I had never seen anything like that, and the experience, at the age of ten or eleven, to have someone bleeding profusely, and then my father, from the description he gave, had picked up which thugs had killed him. He told that to the police, and the police in this Hindu area refused to do anything. I experienced that, and I experienced India becoming independent.
Sen did not experience getting knifed by Muslims. On the other hand, his family did lose ancestral property in East Pakistan.
So I have seen big problems and then their being solved.
How were the problems of Hindu refugees from East Pakistan solved? Did they get any compensation? I suppose a few did- in Delhi's Chitaranjan Park. Perhaps people like Sen's father helped, or helped themselves, thanks to their position in the bureaucracy. 
That doesn’t mean that I am sanguine. I am not sanguine about anything. It does mean that I don’t see that one has to be hopeless before such hopelessness is due.
Is there some subject or area you wish you had worked on more?
There are some philosophical problems. I have been so tied up with things that I haven’t gotten back to epistemology, so I have to do more on that.
Because it is important or because it is the type of thing you would like to do?
Both. But I can’t withdraw from politics, especially with what is going on in India. I am a very proud Indian. I am not only a proud Indian. [Laughs.] I am also a proud Asian and proud human being. One of the great advantages of the school I went to, Tagore’s progressive school, was that I was allowed to specialize even as a child of eight or nine, so I studied a lot of history.
This is not apparent in Sen's analytical work. His framework is atemporal.

I once read that you called yourself an “unreformed secularist.” Are you still?

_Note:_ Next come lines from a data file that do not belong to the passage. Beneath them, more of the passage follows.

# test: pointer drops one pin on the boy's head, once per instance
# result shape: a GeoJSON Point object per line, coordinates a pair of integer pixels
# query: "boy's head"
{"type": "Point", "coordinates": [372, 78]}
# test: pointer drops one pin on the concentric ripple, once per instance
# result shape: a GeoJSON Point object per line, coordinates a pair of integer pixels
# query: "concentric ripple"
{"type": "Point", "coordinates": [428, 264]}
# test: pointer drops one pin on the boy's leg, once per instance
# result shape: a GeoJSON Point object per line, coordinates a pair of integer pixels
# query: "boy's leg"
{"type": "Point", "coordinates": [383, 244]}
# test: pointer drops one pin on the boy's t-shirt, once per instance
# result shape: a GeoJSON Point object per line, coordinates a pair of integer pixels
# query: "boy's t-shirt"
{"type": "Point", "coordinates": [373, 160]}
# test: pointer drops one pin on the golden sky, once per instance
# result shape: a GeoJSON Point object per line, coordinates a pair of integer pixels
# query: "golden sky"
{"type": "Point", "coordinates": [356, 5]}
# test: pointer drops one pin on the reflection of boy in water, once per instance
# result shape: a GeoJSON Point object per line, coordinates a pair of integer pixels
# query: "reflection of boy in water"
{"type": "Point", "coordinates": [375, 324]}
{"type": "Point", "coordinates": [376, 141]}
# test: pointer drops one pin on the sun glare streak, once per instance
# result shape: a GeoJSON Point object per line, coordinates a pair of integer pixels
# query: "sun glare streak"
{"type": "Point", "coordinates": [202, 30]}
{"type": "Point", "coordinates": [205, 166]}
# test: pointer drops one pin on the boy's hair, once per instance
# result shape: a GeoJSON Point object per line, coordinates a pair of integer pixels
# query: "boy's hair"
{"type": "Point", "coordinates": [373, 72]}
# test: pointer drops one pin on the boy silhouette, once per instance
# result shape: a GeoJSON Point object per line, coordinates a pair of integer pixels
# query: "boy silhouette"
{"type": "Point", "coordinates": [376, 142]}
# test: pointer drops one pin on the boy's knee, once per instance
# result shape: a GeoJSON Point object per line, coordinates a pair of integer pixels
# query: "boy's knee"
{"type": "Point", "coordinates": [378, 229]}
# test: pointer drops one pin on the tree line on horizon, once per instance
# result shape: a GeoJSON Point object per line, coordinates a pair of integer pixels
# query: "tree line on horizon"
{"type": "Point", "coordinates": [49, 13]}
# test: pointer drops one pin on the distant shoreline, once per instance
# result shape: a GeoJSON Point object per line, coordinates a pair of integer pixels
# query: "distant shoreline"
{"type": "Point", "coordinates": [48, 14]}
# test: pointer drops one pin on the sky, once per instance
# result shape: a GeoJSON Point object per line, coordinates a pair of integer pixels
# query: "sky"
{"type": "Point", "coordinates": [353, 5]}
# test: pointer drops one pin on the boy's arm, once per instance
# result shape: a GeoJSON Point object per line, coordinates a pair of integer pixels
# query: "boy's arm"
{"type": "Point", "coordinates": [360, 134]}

Yeah. That’s not an issue, actually. There should be no need to talk about secularism.
Then why does Sen and his ilk do little else?
No?
Democracy should cover that your origin doesn’t matter. But, if you need to play that up, that is because democracies often fail, and that is why multiple identities become very important.

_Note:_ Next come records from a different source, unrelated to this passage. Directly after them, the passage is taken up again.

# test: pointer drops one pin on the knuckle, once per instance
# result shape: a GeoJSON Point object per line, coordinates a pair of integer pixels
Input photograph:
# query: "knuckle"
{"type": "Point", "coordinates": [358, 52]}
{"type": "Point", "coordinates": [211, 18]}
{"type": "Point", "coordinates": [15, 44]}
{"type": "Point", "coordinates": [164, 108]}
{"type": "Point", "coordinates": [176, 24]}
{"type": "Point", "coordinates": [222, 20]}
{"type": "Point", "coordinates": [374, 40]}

How does playing up your identity help when democracy fails? What you need to do is get behind a strong Law & Order guy- otherwise, like Sen's people you have to flee your ancestral home and then keep emigrating farther and farther West till you find a safe haven as a parasite on some more productive People.
Do your kids read your work?
Not a lot. [Laughs.] One is a journalist. Another writes children’s books. Another is a musician. And one is an editor of a magazine. I never particularly wanted them to be high-grade achievers rather than doing what they liked doing.

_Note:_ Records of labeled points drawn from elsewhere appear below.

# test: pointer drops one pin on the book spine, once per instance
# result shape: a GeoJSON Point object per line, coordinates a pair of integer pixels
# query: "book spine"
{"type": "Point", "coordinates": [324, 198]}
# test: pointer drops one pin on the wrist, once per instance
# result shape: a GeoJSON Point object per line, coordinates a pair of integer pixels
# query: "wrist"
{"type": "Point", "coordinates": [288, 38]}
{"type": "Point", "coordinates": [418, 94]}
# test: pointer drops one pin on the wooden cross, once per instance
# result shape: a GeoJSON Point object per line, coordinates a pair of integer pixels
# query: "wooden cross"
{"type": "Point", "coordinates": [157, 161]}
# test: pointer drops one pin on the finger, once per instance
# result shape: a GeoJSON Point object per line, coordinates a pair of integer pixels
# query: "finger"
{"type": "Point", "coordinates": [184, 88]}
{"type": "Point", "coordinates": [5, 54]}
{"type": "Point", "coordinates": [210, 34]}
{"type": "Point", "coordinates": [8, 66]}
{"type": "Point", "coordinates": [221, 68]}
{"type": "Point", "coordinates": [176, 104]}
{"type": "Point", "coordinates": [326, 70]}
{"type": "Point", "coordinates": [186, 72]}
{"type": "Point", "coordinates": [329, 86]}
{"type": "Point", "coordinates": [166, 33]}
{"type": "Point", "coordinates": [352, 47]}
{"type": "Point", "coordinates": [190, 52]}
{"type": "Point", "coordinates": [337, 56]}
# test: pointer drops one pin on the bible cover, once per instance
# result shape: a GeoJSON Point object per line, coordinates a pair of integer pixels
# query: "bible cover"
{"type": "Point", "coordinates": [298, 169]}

Does Sen think of himself as a 'high-grade achiever'? He is an Indian Economist who has only harmed the Indian economy. He may have written some sophomoric shite fit only Credential seeking swine but that is a less worthy occupation than writing children's books.
I didn’t have any predetermined idea about how they should excel. I was astonished to see some actress going to jail, because she tried to push her child—
Oh, Felicity Huffman.
What she did seems exorbitant. It may be quite important if you think it is important for your child to go to a good school. It can’t be all that important. [Laughs.]
Because people like Sen teach there.